Адъютант Шевера, потом секретарь посольства в Лондоне, где его избрали членом Королевского общества, он в 1756 году в чине драгунского капитана уехал из Бреста в Канаду, в армию Монкальма. Будучи адъютантом этого генерала, он имел случай несколько раз отличиться и заслужил доверие своего начальника, который направил его во Францию с просьбой о подкреплениях.
У нашей несчастной родины в то время оказалось достаточно хлопот в Европе, где ей необходимы были все ее вооруженные силы.
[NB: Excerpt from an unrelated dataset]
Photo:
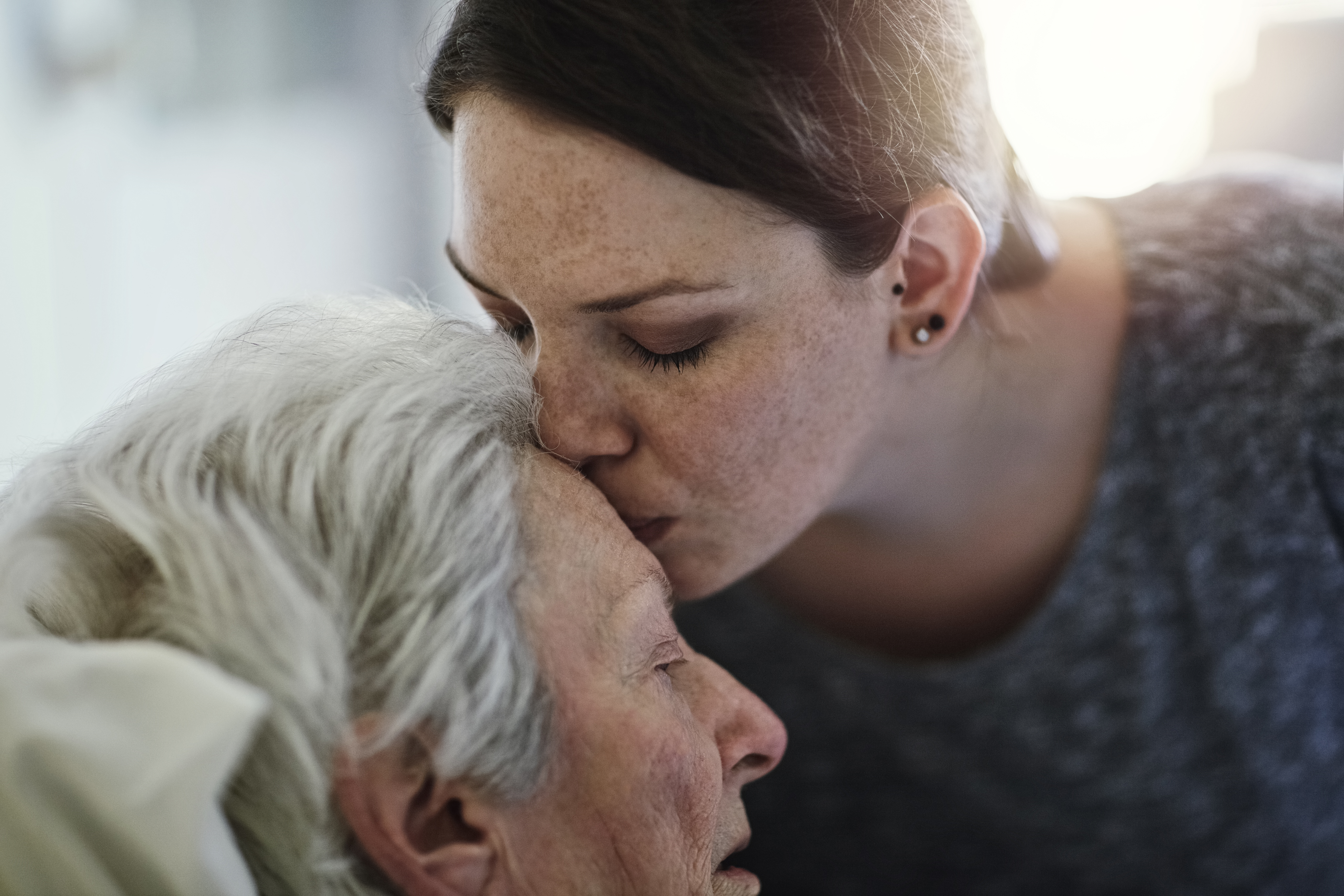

Поэтому, когда молодой Бугенвиль изложил Шуазелю[67] цель своего прибытия, министр резко ответил:
— Когда горит дом, никто не думает о конюшнях.
— О вас, сударь, — ответил Бугенвиль, — никто, по крайней мере, не сможет сказать, что вы рассуждаете, как лошадь.
Эта остроумная и злая реплика не могла, конечно, доставить Бугенвилю благосклонность министра. К счастью, госпожа Помпадур[68] любила остроумных людей; она представила Бугенвиля королю. Молодой офицер ничего не смог добиться для своего генерала, но проявил достаточно ловкости, чтобы получить чин полковника и орден Святого Людовика, хотя прослужил всего семь лет. По возвращении в Канаду он задался целью оправдать доверие Людовика XV и отличился во многих сражениях. После потери этой колонии он воевал в Германии.
Мирный договор 1763 года (которым завершилась Семилетняя война[69])* положил конец военной карьере Бугенвиля. Гарнизонная служба не могла удовлетворить такой деятельный ум, такого любителя смены впечатлений. Бугенвиль составил тогда замечательный проект колонизации Фолклендских островов, расположенных у южной оконечности Южной Америки, и переселения туда на добровольных началах канадских колонистов, эмигрировавших во Францию, чтобы избежать тиранического гнета англичан. Увлеченный своей идеей, он обратился к некоторым судовладельцам из Сен-Мало, которые с начала XVIII столетия посещали этот архипелаг и дали ему название Мальвинских островов.